Il ne faut pas se substituer totalement à elle dans les décisions à prendre, et ne pas être sans affect. Mais je pense que ce sont deux attitudes assez évidentes chez les travailleurs sociaux et les soignants. Il est important aussi de ne pas voir dans la psychiatrie une menace. C’est souvent le cas des patients, qui trouvent parfois un écho à leurs craintes chez des travailleurs sociaux. Malheureusement, lorsqu’on a affaire à un psychiatre purement organiciste ou biologiste, ces craintes ne sont pas loin d’être fondées… Mais tous les psychiatres ne sont pas comme ça. D’une façon générale, il est important de conforter la personne dans une démarche de soins lorsqu’elle a conscience de sa maladie. La France a trop longtemps été marquée, dans ce domaine, par un fort cloisonnement entre les secteurs sanitaire et social. Cela a été catastrophique. Il est important de faire en sorte que, même dans une unité fermée, les travailleurs sociaux et les associations puissent participer pleinement au traitement. De même, les psychiatres doivent pouvoir se déplacer là où l’on a besoin d’eux, en allant jusqu’à soigner les gens dans la rue. Ainsi, au CHU Sainte-Marguerite, nous disposons de la plus importante équipe de psychiatrie de précarité, avec une quinzaine de professionnels. Nous participons aussi au programme « Housing First » , qui vise à accompagner vers le logement les personnes souffrant de pathologies psychiatriques(3).

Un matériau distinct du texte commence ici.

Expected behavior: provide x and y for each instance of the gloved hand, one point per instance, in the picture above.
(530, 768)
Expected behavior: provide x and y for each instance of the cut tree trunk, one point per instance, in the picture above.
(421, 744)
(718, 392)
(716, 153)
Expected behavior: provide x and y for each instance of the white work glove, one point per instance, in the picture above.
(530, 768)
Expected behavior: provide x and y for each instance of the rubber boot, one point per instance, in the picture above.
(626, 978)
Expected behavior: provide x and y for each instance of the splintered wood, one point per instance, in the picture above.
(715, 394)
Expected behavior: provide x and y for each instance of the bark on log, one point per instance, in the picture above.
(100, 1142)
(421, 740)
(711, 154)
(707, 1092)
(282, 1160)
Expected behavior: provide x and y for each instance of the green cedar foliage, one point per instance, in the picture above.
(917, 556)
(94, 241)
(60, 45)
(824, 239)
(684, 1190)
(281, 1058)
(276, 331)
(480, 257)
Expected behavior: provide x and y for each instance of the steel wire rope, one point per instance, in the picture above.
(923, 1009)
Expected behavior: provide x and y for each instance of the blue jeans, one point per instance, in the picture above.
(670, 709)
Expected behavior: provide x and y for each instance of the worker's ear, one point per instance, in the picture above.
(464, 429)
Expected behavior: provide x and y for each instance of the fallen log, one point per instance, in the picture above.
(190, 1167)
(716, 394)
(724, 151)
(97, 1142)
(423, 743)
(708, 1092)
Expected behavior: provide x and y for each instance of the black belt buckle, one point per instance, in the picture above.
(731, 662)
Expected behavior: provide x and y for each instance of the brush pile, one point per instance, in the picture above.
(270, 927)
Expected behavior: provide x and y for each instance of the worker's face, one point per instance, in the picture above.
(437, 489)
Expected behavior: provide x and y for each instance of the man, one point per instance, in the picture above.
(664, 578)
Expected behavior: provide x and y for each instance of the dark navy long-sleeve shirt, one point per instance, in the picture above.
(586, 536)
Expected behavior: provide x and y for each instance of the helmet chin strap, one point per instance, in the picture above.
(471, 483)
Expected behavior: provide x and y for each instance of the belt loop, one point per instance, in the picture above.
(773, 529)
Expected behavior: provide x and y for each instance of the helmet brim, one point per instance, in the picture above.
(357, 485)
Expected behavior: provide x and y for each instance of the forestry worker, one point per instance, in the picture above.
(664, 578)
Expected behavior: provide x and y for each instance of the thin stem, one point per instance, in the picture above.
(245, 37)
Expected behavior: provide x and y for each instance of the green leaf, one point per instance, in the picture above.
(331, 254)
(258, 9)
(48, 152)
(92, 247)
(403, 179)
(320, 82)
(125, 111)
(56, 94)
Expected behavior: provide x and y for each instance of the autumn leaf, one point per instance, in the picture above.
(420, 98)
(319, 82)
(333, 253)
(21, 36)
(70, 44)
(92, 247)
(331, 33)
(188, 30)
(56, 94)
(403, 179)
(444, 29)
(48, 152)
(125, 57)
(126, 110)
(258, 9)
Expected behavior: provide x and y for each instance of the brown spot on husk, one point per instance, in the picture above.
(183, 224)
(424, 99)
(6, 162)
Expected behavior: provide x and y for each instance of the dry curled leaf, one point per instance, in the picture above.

Jean Naudin est professeur de psychiatrie à l’Université de la Méditerranée et chef de service au CHU Sainte-Marguerite, à Marseille. Il est également docteur en philosophie et chercheur permanent au CNRS. Avec le psychiatre Bernard Granger, il publie La schizophrénie. Idées reçues sur une maladie de l’existence (Ed. Le Cavalier bleu, 2015).
(1) Le cognitivisme considère que de nombreux troubles (surtout dépressifs et anxieux) sont liés aux cognitions (pensées automatiques qui surgissent à l’esprit, images mentales, etc.) présentes chez le sujet à des moments donnés.